Crédit Communautaire d’Afrique Bank
- Trade name: CCA Bank
- Company type: Private
- Industry: Banking
- Founded: July 1997
- Founder: Albert Nkemla [fr]
- Headquarters: Douala, Cameroon (new headquarters inaugurated October 19, 2024)
- Number of locations: As of 2024, (approximately 54 branches across 25 cities and about 60+ ATMs)
- Key people: Marguerite Fonkwen Atanga [fr] (Managing director); Albert Nkemla (Founder, former CEO);
- Products: Retail banking; Loans; Savings; Islamic finance; Digital banking; Financial services;
- Total assets: US$862 million (2022)
- Website: cca-bank.com%20cca-bank.com

= Crédit Communautaire d'Afrique Bank =

Financial institution based in Cameroon

Crédit Communautaire d'Afrique Bank (commonly referred to as CCA Bank) is a Cameroonian financial institution.

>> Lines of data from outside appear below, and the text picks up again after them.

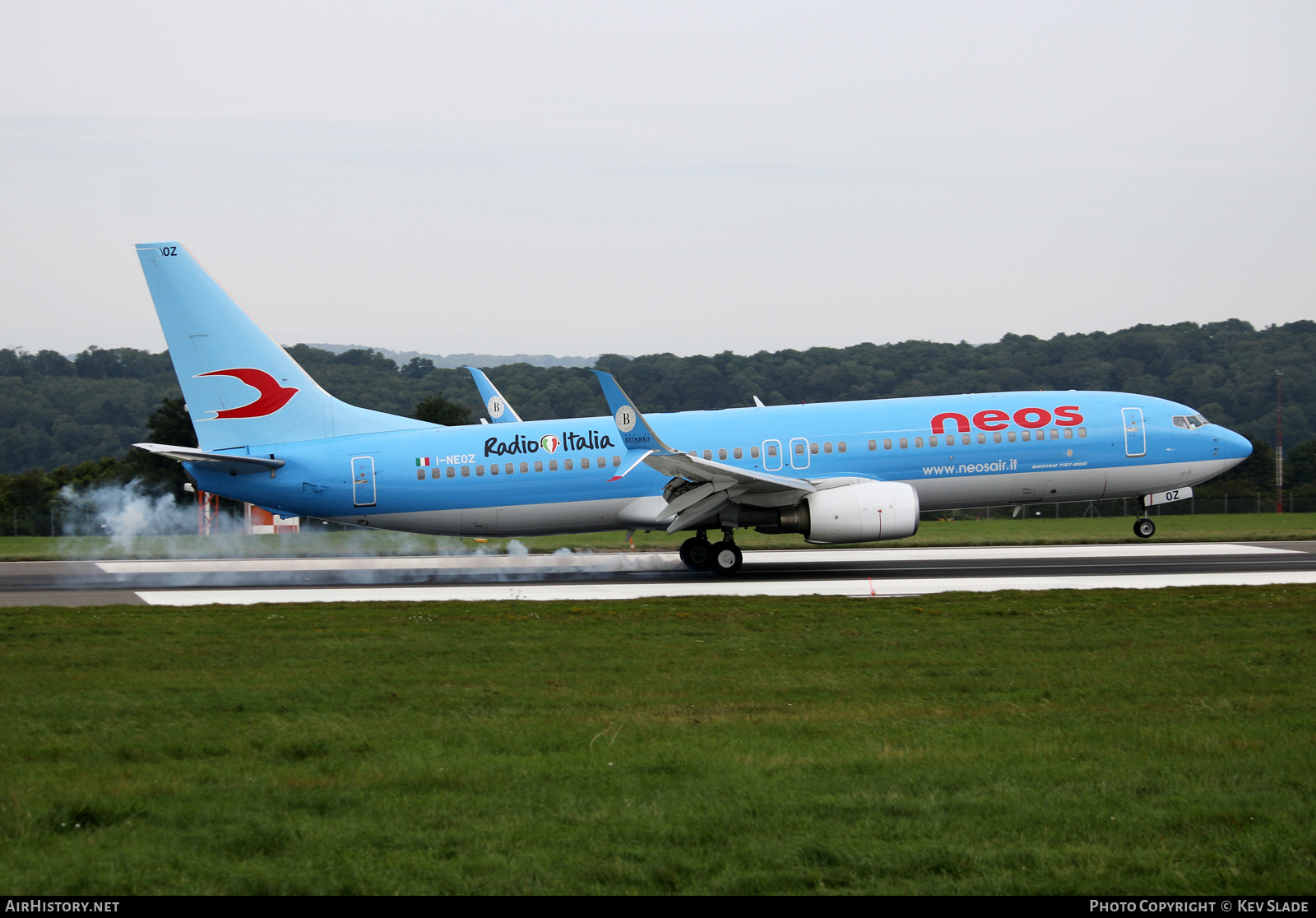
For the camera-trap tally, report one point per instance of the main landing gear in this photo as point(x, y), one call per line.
point(1142, 526)
point(723, 557)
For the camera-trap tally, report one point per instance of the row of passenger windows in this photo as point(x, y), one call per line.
point(1056, 433)
point(737, 452)
point(511, 467)
point(773, 450)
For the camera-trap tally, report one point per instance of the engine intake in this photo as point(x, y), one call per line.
point(865, 512)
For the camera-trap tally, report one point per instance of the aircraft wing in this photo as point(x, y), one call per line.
point(494, 401)
point(699, 487)
point(223, 461)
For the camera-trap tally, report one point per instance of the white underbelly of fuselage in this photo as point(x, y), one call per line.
point(1052, 485)
point(1036, 485)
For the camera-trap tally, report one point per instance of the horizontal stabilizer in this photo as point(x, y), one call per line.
point(220, 461)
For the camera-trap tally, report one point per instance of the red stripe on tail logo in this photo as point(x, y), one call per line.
point(273, 396)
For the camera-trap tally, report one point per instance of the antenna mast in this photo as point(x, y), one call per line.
point(1280, 445)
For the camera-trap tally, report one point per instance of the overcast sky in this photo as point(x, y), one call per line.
point(581, 178)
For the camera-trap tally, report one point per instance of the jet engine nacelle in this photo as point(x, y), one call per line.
point(864, 512)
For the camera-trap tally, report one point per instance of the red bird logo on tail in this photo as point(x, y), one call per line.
point(273, 396)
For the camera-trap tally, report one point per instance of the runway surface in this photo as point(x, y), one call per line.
point(860, 573)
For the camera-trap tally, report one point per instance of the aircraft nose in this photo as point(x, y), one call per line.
point(1234, 447)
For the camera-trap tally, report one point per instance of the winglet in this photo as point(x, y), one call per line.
point(635, 430)
point(632, 459)
point(494, 401)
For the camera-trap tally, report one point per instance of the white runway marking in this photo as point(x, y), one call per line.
point(454, 564)
point(668, 560)
point(1013, 553)
point(859, 586)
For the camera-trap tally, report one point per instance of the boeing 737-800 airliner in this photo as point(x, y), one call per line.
point(840, 472)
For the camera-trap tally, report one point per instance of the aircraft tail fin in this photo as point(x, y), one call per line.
point(241, 388)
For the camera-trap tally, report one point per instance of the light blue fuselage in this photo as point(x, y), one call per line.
point(1089, 446)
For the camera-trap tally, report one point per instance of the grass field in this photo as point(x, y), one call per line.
point(1069, 742)
point(1045, 531)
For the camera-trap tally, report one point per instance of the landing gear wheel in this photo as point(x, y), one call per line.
point(725, 558)
point(697, 554)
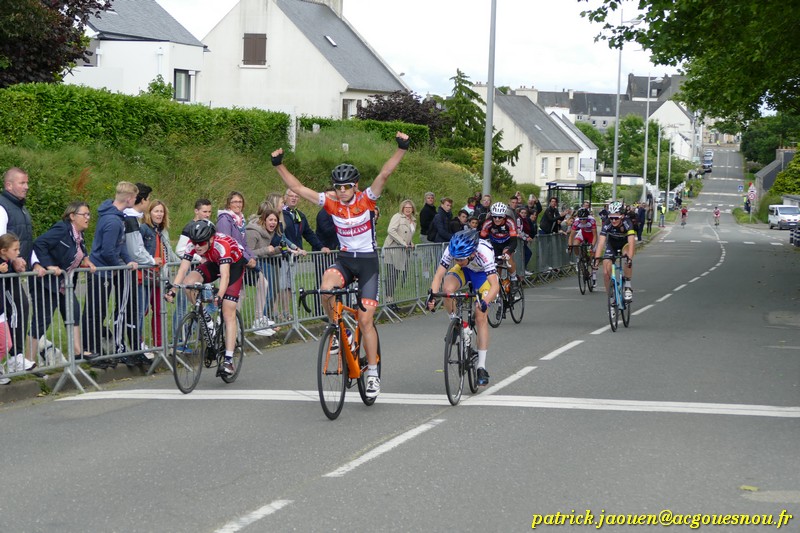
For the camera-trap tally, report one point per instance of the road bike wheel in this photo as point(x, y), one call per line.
point(331, 375)
point(362, 379)
point(494, 312)
point(472, 364)
point(582, 276)
point(188, 350)
point(626, 313)
point(454, 362)
point(613, 315)
point(517, 303)
point(238, 351)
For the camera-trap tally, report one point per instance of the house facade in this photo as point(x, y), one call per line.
point(547, 152)
point(134, 42)
point(296, 56)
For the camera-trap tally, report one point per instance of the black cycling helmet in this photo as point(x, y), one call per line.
point(200, 231)
point(345, 173)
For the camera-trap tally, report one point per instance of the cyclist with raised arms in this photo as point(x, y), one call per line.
point(617, 236)
point(223, 260)
point(583, 229)
point(501, 232)
point(353, 213)
point(468, 258)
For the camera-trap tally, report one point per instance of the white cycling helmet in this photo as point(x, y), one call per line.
point(499, 209)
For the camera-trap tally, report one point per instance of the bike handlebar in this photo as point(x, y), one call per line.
point(336, 291)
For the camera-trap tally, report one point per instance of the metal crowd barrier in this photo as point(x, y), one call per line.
point(120, 315)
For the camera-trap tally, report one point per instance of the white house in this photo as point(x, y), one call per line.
point(132, 43)
point(295, 56)
point(547, 153)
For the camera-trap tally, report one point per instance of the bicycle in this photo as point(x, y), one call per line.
point(460, 355)
point(196, 346)
point(338, 371)
point(510, 297)
point(616, 300)
point(584, 268)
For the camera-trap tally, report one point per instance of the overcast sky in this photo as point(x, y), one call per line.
point(541, 43)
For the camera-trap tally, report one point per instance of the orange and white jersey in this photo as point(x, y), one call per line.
point(353, 221)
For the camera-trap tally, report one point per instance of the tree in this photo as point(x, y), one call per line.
point(738, 55)
point(39, 39)
point(407, 107)
point(463, 143)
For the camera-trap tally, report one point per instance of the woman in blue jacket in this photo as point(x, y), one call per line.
point(61, 249)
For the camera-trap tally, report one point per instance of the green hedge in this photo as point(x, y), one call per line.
point(58, 114)
point(417, 133)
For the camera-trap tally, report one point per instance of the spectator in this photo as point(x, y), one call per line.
point(155, 234)
point(137, 252)
point(231, 222)
point(551, 218)
point(426, 216)
point(459, 223)
point(109, 250)
point(440, 227)
point(482, 210)
point(15, 218)
point(397, 247)
point(640, 218)
point(62, 248)
point(9, 251)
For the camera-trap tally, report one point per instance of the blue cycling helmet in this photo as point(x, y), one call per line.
point(463, 244)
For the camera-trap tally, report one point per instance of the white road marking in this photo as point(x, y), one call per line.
point(383, 448)
point(556, 353)
point(506, 382)
point(497, 400)
point(258, 514)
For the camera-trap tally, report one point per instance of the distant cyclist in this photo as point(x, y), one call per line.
point(583, 230)
point(617, 236)
point(468, 258)
point(224, 260)
point(501, 232)
point(354, 213)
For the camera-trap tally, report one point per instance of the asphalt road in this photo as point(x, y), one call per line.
point(695, 408)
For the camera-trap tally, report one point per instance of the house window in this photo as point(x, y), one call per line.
point(183, 86)
point(255, 49)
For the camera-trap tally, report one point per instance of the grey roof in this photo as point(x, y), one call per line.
point(536, 124)
point(351, 57)
point(575, 130)
point(140, 20)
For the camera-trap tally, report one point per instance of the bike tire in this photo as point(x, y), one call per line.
point(626, 313)
point(454, 362)
point(362, 379)
point(582, 276)
point(188, 352)
point(613, 314)
point(494, 312)
point(517, 304)
point(238, 350)
point(331, 375)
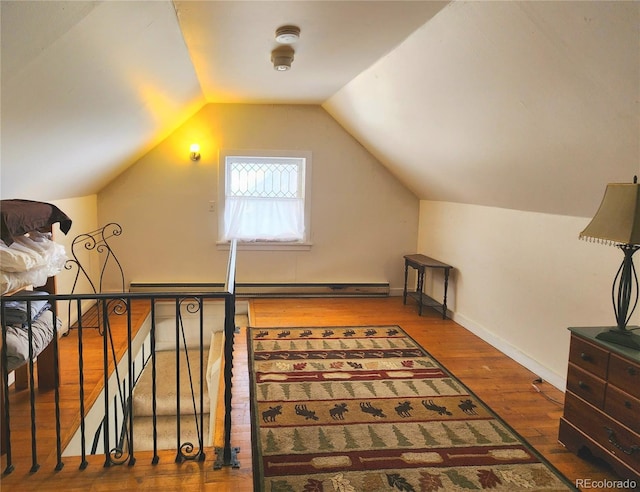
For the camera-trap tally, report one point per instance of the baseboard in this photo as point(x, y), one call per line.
point(510, 351)
point(273, 289)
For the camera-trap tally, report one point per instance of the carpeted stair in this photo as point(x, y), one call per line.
point(167, 398)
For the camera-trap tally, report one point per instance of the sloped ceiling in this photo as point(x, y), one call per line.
point(525, 105)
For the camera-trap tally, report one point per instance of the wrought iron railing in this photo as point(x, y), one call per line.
point(115, 429)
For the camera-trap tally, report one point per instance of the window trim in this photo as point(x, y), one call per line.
point(306, 243)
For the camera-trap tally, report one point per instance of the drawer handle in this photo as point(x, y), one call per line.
point(612, 440)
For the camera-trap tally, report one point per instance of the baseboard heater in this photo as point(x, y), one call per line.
point(272, 289)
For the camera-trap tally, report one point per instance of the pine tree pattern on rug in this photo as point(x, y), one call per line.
point(367, 409)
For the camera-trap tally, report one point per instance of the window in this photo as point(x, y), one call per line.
point(265, 197)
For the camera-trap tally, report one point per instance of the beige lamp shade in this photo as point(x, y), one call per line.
point(617, 221)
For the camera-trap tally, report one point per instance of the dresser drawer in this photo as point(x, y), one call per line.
point(616, 439)
point(625, 375)
point(589, 357)
point(623, 407)
point(586, 385)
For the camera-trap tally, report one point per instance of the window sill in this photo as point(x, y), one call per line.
point(265, 246)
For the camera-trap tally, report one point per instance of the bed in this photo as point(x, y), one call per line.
point(28, 259)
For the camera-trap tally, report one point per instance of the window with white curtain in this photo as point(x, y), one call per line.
point(265, 197)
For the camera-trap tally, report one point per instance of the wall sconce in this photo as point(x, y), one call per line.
point(195, 152)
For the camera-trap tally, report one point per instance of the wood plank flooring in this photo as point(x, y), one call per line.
point(502, 383)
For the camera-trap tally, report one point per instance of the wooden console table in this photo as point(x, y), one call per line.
point(420, 263)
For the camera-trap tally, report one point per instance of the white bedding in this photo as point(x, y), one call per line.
point(18, 339)
point(30, 260)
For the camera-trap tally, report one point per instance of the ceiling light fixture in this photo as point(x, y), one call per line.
point(282, 58)
point(287, 34)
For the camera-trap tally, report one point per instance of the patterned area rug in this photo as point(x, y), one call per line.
point(367, 409)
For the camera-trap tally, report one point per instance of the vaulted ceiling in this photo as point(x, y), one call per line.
point(524, 105)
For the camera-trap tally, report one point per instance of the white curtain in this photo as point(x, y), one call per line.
point(263, 219)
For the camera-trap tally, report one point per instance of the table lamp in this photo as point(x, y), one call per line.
point(617, 223)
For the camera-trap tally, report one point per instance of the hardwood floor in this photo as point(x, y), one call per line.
point(503, 384)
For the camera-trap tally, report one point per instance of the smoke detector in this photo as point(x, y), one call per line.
point(287, 34)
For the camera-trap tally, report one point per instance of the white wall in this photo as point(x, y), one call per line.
point(521, 278)
point(362, 219)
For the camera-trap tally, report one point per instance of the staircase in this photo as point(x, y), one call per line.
point(186, 394)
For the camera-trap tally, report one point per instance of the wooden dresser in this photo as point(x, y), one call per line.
point(602, 402)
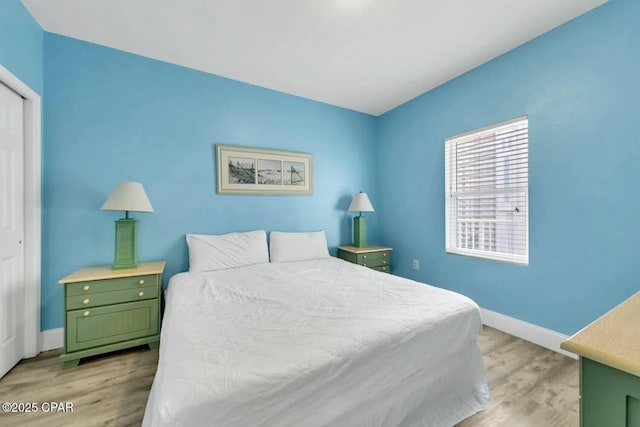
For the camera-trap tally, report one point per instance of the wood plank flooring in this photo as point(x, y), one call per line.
point(530, 386)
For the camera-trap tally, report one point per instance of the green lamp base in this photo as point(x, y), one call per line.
point(126, 254)
point(360, 232)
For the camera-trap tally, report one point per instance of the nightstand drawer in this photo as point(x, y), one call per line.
point(107, 285)
point(111, 297)
point(373, 259)
point(107, 325)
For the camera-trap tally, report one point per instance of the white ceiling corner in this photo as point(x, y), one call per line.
point(364, 55)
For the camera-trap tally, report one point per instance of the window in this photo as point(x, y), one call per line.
point(487, 192)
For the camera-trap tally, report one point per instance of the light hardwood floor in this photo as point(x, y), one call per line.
point(530, 386)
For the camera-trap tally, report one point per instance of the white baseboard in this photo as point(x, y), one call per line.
point(527, 331)
point(51, 339)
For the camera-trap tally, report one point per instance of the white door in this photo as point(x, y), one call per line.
point(11, 229)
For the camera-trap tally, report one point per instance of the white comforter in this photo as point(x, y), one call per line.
point(314, 343)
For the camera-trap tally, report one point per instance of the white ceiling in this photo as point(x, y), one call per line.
point(365, 55)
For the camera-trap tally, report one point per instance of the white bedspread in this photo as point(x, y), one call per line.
point(315, 343)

Established in 1997, and is one of the 15th Cameroonian commercial banks licensed by the Central Bank of Central African States. offering a wide range of financial services tailored to individuals, businesses, and organizations.

Initially a cooperative savings and credit company, it became a limited company in 2006, with a share capital increased to more than 29 billion FCFA. Its head office is located in Douala, the economic capital of Cameroon, its founder and CEO is Albert Nkemla.

== History ==
Founded in July 1997 in Bafoussam, CCA-Bank started operations in 1998 as a cooperative savings and credit association under Cameroonian cooperative law. In 2001, it became a category-II microfinance institution licensed by COBAC. In 2006, it transitioned to a société anonyme (public company), raising its capital to CFA 2 billion. By 2010, its capital grew to CFA 5 billion, enabling expansion to 42 branches across Cameroon.

CCA-Bank received its license to operate as a universal bank on May 30, 2018, becoming Cameroon’s 15th commercial bank. And expanded its assets, branch network, and digital services.

In June 2023, CCA partnered with, International Finance Corporation (IFC), a World Bank Group member, providing a CFA 10 billion loan to support lending to small and medium-sized enterprises (SMEs) in Cameroon. The agreement required at least 25% of the funds to benefit businesses owned or led by women, aligning with the bank’s focus on financial inclusion and gender equity.

=== Leadership ===
The bank was founded by Albert Nkemla, a Cameroonian businessman and banker. Nkemla has overseen the institution's development from a microfinance entity to a full-service commercial bank. Under his leadership, the bank's capital grew from CFA 1 billion at its inception to over CFA 34 billion by the mid-2020s. In 2024, Nkemla was honored with the rank of Grand Officier of Cameroon’s Order of Value for his contributions to the financial sector.

In 2009, the bank separated the functions of Chairman of the Board of Directors (PCA) and Managing Director (DG) to strengthen governance. In April 2023, Marguerite Fonkwen Atanga a banker, was appointed Managing Director and CEO, becoming one of the few female bank CEOs in the CEMAC region.

== Services and social impact ==
CCA-Bank provides banking services for individuals, SMEs, corporations, and public entities, and has introduced digital payment options including SMS and Internet banking. It emphasizes financial inclusion through its Women Banking Program and supports youth empowerment by sponsoring leadership initiatives like the Cameroon Leadership Academy. In April 2025, the Islamic Corporation for the Development of the Private Sector (ICD) disbursed €15 million to CCA‑Bank to support SMEs and expand its Islamic finance window.

=== Islamic Finance Window ===
CCA-Bank launched its Islamic finance services under the label CCA-Bank Islamic Finance in early 2022. On March 20, 2025, COBAC granted partial authorization for this activity, allowing dedicated operations and the opening of specialized branches in Yaoundé and Douala.